Foraging is essential for animals, providing energy for all fitness-related activities. While foraging decisions are often viewed as maximizing intake and minimizing costs, this food-centric view overlooks the role of specific nutrients. In the wild, animals face various environmental challenges that trigger physiological responses, such as glucocorticoid-driven metabolic shifts altering nutritional demands and should therefore directly influence dietary choices. Hence, foraging decisions should be readily explicable at the nutrient levels. In my thesis, I examined how environmental risks, such as resource uncertainty, seasonal changes, and predation risk affects foraging behaviour and nutritional intakes in the tropical lizard, Psammophilus dorsalis, highlighting strategies employed to meet changing nutritional needs.

Reptiles exhibit physiological adaptations for torpor, helping them combat energetic shortages in the wild. Hence, we first tested whether tropical lizards adjust foraging choices in response to resource uncertainty risk by manipulating their starvation levels. We found that satiated lizards avoided risk while starved lizards took greater risks, providing novel evidence of risk-sensitive foraging in a tropical reptile. We then explored how seasonal variation in glucocorticoids is linked to life-history stages of lizards and affect their dietary nutritional intakes and excretion in the wild. We found that, despite seasonal variation in stress-induced glucocorticoids, lizards maintained a consistent carbon:nitrogen intake ratio. However, glucocorticoids negatively correlated with faecal compositions, suggesting post-ingestive nutritional retention as a possible strategy to meet physiological demands.

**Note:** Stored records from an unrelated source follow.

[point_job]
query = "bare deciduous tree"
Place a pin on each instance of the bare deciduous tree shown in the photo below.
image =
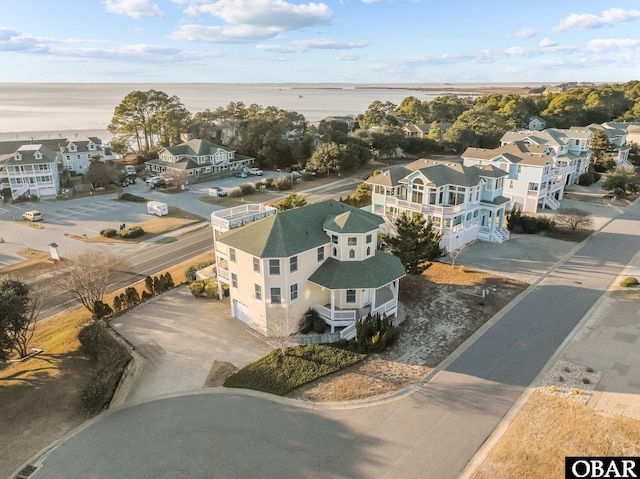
(20, 305)
(175, 178)
(89, 276)
(573, 218)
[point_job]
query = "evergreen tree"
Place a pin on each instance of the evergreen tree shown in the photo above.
(415, 243)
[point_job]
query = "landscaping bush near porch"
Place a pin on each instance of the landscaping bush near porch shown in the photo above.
(278, 374)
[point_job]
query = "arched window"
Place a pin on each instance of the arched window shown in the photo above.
(417, 190)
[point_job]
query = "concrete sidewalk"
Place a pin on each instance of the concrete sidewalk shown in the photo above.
(609, 342)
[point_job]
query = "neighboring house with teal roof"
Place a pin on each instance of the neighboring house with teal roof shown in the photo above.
(322, 256)
(464, 203)
(198, 158)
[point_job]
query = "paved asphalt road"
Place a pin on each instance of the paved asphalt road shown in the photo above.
(432, 432)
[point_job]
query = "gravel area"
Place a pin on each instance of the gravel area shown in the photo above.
(571, 381)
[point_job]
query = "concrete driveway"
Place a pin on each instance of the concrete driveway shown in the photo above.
(178, 338)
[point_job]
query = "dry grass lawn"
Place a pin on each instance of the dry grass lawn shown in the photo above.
(550, 428)
(36, 263)
(41, 396)
(155, 226)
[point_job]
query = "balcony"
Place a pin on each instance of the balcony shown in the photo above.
(432, 210)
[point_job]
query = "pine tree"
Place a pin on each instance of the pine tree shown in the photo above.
(415, 243)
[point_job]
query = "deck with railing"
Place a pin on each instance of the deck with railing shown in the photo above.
(230, 218)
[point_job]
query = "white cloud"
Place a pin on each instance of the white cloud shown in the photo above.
(266, 13)
(524, 33)
(601, 44)
(546, 43)
(300, 46)
(18, 42)
(227, 34)
(133, 8)
(587, 21)
(348, 57)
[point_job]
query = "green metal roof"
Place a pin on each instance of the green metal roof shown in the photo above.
(293, 231)
(374, 272)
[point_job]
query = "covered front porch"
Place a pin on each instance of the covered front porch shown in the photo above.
(381, 301)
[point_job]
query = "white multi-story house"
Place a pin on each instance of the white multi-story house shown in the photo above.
(535, 179)
(324, 256)
(569, 148)
(76, 155)
(198, 158)
(621, 135)
(464, 203)
(30, 171)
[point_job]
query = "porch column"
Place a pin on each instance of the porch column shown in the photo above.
(333, 293)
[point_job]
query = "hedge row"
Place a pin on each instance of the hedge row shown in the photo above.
(112, 358)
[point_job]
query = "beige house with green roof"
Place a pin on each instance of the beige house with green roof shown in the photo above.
(322, 256)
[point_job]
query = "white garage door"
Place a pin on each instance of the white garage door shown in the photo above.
(241, 311)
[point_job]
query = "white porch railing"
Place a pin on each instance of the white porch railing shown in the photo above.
(349, 332)
(390, 308)
(433, 210)
(334, 318)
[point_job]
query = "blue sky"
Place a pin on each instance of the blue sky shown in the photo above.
(349, 41)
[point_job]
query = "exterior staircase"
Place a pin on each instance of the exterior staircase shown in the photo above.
(19, 191)
(500, 235)
(552, 203)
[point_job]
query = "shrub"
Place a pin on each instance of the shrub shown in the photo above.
(117, 304)
(158, 285)
(248, 188)
(134, 198)
(133, 232)
(101, 310)
(586, 179)
(190, 273)
(210, 289)
(108, 232)
(132, 296)
(628, 282)
(206, 288)
(235, 192)
(375, 333)
(112, 357)
(148, 284)
(281, 183)
(168, 281)
(197, 288)
(277, 374)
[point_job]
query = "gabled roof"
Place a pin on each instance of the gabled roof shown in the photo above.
(441, 173)
(519, 152)
(390, 177)
(373, 272)
(28, 152)
(352, 222)
(194, 147)
(294, 231)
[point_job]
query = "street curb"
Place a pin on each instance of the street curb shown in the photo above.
(481, 454)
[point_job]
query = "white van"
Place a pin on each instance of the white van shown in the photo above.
(32, 215)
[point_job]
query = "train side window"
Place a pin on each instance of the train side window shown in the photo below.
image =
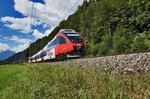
(62, 40)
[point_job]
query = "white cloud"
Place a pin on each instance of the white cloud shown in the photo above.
(21, 47)
(22, 24)
(38, 35)
(20, 40)
(3, 47)
(48, 14)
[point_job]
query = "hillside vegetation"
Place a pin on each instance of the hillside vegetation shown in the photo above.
(108, 27)
(43, 81)
(9, 75)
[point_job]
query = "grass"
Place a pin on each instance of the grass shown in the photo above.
(45, 81)
(9, 75)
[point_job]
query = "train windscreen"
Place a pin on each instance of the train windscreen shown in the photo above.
(74, 37)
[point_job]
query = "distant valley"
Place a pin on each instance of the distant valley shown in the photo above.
(5, 54)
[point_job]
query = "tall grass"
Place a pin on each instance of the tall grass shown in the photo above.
(9, 75)
(45, 81)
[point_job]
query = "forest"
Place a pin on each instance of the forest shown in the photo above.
(107, 26)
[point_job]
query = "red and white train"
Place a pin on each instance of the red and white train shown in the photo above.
(67, 43)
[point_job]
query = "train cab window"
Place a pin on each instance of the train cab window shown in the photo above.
(74, 37)
(53, 43)
(62, 40)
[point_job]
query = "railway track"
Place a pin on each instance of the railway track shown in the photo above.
(133, 62)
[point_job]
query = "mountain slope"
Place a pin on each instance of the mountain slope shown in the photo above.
(108, 27)
(6, 54)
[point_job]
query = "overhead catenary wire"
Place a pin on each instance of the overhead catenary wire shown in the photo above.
(68, 10)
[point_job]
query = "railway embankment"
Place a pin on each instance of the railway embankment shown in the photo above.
(130, 63)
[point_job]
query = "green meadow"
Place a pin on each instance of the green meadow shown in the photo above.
(43, 81)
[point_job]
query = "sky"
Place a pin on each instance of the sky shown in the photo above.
(24, 21)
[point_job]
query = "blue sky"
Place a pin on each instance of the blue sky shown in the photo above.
(16, 16)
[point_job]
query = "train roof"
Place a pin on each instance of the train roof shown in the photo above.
(67, 31)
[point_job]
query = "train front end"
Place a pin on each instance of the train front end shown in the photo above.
(77, 43)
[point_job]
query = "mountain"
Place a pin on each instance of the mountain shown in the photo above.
(107, 26)
(5, 54)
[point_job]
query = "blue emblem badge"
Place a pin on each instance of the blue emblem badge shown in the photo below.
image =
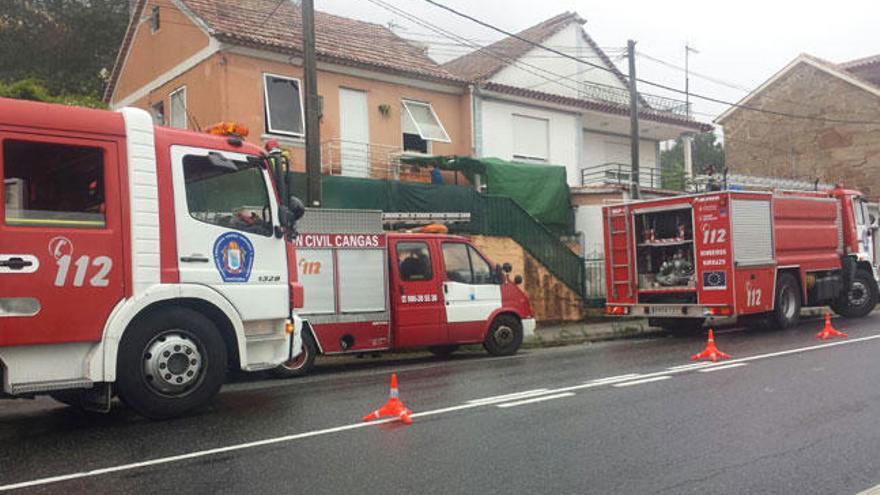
(234, 257)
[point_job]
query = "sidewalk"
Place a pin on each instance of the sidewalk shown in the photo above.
(598, 328)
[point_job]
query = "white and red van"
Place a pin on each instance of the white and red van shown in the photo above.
(367, 291)
(137, 260)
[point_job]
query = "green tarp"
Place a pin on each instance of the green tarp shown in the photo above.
(542, 190)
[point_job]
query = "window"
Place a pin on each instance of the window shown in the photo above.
(158, 112)
(464, 264)
(177, 115)
(414, 261)
(283, 105)
(154, 20)
(531, 137)
(420, 126)
(50, 184)
(227, 193)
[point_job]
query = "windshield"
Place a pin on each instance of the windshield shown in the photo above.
(228, 193)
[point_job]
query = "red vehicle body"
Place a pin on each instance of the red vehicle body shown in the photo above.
(681, 260)
(120, 272)
(368, 291)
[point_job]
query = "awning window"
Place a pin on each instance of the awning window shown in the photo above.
(420, 119)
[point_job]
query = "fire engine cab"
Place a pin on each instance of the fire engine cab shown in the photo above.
(681, 260)
(367, 290)
(137, 260)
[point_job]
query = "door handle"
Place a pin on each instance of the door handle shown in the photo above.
(195, 258)
(16, 263)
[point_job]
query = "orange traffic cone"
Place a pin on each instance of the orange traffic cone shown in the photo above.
(829, 331)
(393, 408)
(711, 352)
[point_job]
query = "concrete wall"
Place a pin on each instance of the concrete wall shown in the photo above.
(498, 132)
(551, 300)
(769, 145)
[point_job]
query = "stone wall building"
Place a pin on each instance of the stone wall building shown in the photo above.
(830, 146)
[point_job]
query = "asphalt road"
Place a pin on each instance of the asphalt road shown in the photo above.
(788, 414)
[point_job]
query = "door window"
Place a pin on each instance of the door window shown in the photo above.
(48, 184)
(464, 264)
(228, 193)
(414, 261)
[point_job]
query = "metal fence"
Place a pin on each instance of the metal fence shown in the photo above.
(621, 174)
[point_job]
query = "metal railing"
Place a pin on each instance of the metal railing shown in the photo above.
(621, 174)
(620, 96)
(365, 160)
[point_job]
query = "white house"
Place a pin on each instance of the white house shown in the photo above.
(532, 105)
(535, 106)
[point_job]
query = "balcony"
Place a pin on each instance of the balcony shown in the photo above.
(621, 174)
(620, 96)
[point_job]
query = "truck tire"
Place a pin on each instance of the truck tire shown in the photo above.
(787, 311)
(302, 364)
(504, 336)
(860, 299)
(170, 363)
(443, 351)
(678, 326)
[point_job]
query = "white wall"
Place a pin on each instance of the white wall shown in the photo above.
(569, 41)
(498, 141)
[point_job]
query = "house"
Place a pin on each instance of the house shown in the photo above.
(532, 105)
(535, 106)
(193, 63)
(838, 141)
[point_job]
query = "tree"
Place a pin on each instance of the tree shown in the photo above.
(707, 153)
(67, 45)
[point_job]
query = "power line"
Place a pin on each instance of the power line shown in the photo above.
(643, 81)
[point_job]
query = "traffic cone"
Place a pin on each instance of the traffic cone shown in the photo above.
(394, 408)
(711, 352)
(829, 331)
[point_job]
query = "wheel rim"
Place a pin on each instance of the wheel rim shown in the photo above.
(173, 364)
(297, 362)
(788, 303)
(858, 294)
(503, 336)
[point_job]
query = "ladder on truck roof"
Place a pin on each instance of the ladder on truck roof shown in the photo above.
(615, 231)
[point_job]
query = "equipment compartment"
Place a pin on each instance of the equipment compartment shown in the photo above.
(665, 251)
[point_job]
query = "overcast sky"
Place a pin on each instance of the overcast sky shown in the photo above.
(741, 42)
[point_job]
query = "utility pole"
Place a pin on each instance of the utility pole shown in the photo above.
(313, 138)
(633, 120)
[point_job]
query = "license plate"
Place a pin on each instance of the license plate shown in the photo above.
(665, 310)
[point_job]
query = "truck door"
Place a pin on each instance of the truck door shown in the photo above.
(864, 230)
(417, 302)
(472, 294)
(61, 239)
(225, 225)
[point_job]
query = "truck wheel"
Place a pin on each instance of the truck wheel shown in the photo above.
(442, 351)
(787, 312)
(302, 364)
(860, 299)
(504, 336)
(170, 363)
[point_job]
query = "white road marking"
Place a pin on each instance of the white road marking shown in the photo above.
(645, 380)
(719, 367)
(503, 398)
(535, 399)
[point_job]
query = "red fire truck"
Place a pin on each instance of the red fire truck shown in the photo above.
(681, 260)
(368, 291)
(137, 260)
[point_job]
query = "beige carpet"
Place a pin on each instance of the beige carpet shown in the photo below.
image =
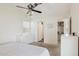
(53, 49)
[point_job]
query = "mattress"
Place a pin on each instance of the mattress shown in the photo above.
(22, 49)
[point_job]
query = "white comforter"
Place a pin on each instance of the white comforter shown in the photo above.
(22, 49)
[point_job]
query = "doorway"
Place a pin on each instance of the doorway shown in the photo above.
(40, 32)
(60, 30)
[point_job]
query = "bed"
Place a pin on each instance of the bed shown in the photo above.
(22, 49)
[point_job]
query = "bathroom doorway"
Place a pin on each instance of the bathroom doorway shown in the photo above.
(60, 25)
(40, 32)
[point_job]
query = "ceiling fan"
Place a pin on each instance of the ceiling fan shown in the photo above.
(30, 7)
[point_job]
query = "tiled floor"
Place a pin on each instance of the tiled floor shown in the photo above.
(53, 49)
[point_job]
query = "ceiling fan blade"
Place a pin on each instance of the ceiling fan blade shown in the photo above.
(21, 7)
(28, 12)
(36, 11)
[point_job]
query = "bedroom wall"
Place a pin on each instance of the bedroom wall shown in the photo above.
(10, 22)
(11, 19)
(75, 17)
(52, 13)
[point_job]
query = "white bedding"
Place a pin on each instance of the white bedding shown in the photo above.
(22, 49)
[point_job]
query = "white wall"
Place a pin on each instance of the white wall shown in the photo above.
(11, 19)
(75, 17)
(10, 22)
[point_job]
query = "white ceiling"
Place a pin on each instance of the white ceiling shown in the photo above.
(53, 9)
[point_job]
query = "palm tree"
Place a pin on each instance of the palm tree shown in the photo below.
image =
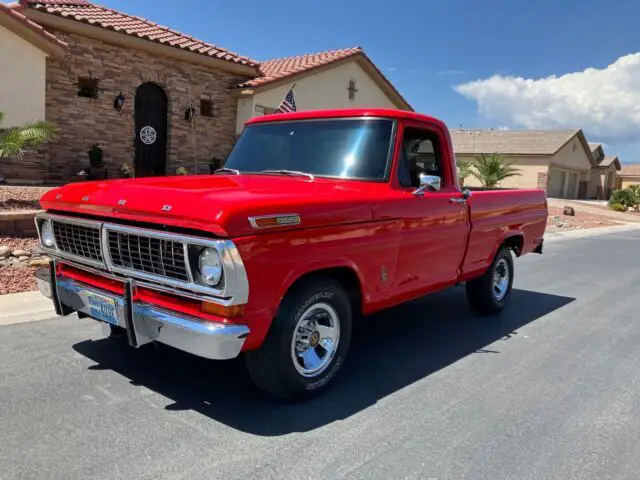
(491, 170)
(15, 141)
(464, 170)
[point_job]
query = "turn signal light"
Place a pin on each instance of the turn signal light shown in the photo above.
(222, 310)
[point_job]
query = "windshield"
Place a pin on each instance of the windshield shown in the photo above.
(352, 148)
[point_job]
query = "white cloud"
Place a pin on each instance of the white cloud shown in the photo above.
(604, 102)
(452, 72)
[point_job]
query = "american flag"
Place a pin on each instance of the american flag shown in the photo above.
(288, 103)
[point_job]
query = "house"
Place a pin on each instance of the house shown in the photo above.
(159, 99)
(559, 161)
(335, 79)
(26, 46)
(604, 177)
(629, 175)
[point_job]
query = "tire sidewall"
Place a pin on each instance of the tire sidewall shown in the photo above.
(505, 254)
(292, 311)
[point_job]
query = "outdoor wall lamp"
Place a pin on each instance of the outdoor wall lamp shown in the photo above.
(189, 112)
(119, 102)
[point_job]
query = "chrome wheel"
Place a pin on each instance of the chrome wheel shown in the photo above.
(315, 339)
(501, 279)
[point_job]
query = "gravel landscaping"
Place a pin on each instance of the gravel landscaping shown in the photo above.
(18, 262)
(21, 198)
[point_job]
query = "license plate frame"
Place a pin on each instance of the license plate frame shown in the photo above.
(102, 307)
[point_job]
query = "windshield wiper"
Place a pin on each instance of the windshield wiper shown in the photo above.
(228, 170)
(291, 172)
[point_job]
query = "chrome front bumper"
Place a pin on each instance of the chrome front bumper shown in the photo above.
(147, 323)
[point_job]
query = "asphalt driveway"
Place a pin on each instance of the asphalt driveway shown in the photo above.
(550, 389)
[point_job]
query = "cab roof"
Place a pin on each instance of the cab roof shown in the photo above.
(350, 112)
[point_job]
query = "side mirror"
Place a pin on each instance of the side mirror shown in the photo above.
(428, 182)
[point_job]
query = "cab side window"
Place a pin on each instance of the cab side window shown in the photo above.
(420, 154)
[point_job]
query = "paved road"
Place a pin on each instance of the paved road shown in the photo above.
(550, 390)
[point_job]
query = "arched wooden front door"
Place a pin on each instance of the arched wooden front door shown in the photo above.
(151, 130)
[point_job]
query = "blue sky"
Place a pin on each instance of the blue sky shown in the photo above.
(504, 53)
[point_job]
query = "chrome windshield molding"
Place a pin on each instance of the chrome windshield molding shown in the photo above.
(235, 290)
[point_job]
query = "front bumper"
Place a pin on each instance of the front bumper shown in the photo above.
(146, 323)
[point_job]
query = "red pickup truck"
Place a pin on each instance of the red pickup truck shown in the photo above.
(315, 219)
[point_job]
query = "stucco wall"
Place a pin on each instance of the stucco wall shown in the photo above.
(529, 168)
(324, 89)
(85, 121)
(573, 157)
(22, 80)
(626, 181)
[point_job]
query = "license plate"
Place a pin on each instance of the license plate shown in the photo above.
(102, 308)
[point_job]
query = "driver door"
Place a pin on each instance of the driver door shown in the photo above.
(435, 223)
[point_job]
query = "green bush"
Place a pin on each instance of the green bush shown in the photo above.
(618, 207)
(628, 197)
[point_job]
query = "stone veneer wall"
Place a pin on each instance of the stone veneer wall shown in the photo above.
(84, 122)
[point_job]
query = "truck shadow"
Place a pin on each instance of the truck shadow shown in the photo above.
(390, 351)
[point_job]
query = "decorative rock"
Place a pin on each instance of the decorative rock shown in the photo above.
(39, 262)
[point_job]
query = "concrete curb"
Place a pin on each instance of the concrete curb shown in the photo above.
(590, 232)
(24, 307)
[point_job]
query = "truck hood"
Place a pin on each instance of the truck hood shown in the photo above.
(220, 204)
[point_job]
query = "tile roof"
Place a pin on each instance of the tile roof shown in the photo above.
(280, 68)
(87, 12)
(608, 160)
(12, 12)
(594, 146)
(630, 171)
(517, 142)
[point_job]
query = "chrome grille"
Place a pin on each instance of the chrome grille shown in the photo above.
(154, 256)
(79, 240)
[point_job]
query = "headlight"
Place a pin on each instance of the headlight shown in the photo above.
(46, 234)
(210, 266)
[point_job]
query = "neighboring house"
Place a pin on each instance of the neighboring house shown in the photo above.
(629, 175)
(334, 79)
(604, 177)
(24, 48)
(157, 99)
(559, 161)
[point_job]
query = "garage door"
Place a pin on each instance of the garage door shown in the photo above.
(556, 182)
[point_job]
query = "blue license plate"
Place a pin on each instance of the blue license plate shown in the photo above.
(102, 308)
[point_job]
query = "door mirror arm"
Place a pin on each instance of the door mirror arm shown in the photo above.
(427, 182)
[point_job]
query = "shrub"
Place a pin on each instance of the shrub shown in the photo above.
(618, 207)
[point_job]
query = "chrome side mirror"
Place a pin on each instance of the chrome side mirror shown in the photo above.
(428, 182)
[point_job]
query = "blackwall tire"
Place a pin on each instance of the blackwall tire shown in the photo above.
(293, 363)
(490, 293)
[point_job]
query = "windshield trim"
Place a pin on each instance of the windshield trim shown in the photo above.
(389, 163)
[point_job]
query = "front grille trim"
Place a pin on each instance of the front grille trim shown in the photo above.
(234, 290)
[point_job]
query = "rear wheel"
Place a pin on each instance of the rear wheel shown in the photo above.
(307, 342)
(490, 293)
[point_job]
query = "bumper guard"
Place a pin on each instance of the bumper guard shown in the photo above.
(146, 323)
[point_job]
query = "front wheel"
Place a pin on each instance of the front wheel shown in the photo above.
(489, 293)
(307, 342)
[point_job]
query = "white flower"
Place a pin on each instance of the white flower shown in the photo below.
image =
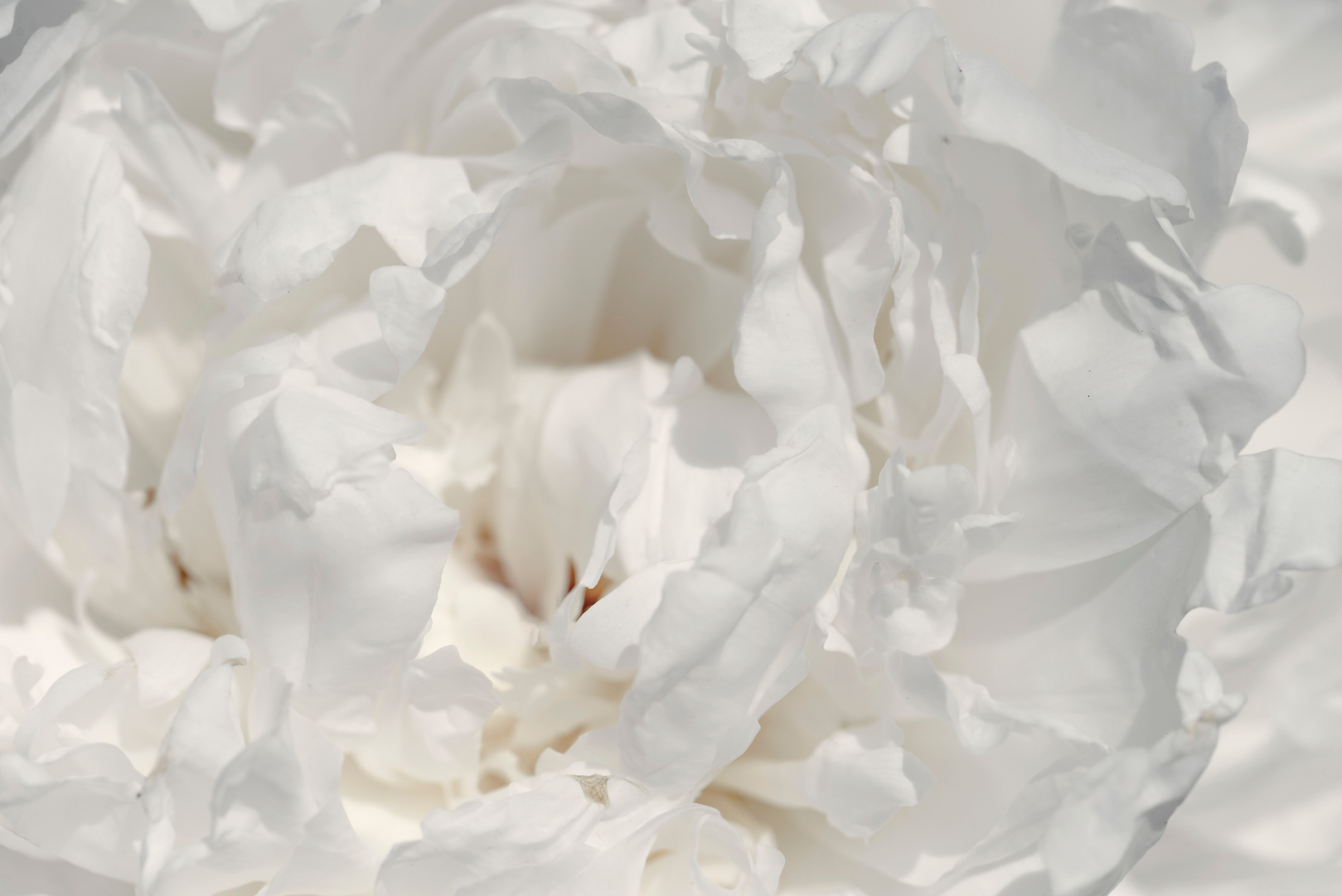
(622, 447)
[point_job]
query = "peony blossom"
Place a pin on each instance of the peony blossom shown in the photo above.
(628, 447)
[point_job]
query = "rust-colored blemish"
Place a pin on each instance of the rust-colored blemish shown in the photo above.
(184, 577)
(592, 594)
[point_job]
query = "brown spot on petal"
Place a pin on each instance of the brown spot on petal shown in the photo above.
(592, 594)
(184, 577)
(594, 788)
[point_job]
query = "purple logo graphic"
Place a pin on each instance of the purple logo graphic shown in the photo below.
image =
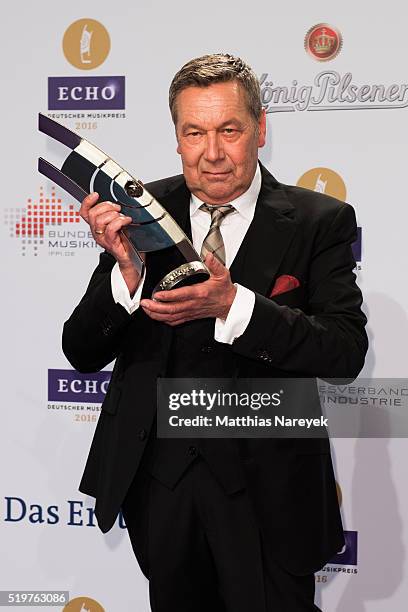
(72, 386)
(348, 554)
(356, 246)
(86, 93)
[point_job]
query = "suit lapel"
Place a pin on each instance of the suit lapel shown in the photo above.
(267, 239)
(177, 203)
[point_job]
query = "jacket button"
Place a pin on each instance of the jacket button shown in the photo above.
(206, 349)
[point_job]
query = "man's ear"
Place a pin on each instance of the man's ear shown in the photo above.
(262, 129)
(178, 142)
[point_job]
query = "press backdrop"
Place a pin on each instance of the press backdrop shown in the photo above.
(335, 84)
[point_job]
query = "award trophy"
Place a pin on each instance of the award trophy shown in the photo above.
(88, 169)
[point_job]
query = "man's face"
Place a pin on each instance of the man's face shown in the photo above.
(218, 140)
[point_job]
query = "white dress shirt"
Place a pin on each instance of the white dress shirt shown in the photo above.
(233, 229)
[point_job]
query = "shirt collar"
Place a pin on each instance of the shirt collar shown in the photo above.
(244, 204)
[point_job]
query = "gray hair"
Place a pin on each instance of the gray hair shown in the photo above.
(217, 68)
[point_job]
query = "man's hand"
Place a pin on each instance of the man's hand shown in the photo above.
(106, 222)
(212, 298)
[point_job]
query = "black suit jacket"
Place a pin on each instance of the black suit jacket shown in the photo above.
(315, 330)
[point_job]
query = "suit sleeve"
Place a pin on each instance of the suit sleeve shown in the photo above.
(326, 339)
(92, 335)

Expanding on our findings from previous chapters, we explored post-ingestive elemental retention in response to physiological stress as an adaptive strategy to meet energetic demands during challenging states. In a lab experiment, we manipulated stress levels and measured carbon and nitrogen retention. Lizards selectively reduced nitrogen retention efficiency alone when compared to their wild diets highlighting the need to study compensatory strategies that animals employ to achieve their nutrient goals. In my final chapter, we explored how predation risk affects prey dietary choices by testing two hypothesis – the food safety trade-off and nutritional optimization. By manipulating ‘what to eat’ and ‘where to eat’, we studied dietary choices and measured macronutrient intakes by lizards. Results revealed novel support for both hypotheses in governing dietary choices of lizards when faced with predation risk, offering new insights into how fear shapes nutritional decisions of prey.
Overall, my thesis shows how animals integrate environmental cues with physiological needs to guide foraging decisions and optimize nutrient intakes under diverse ecological challenges.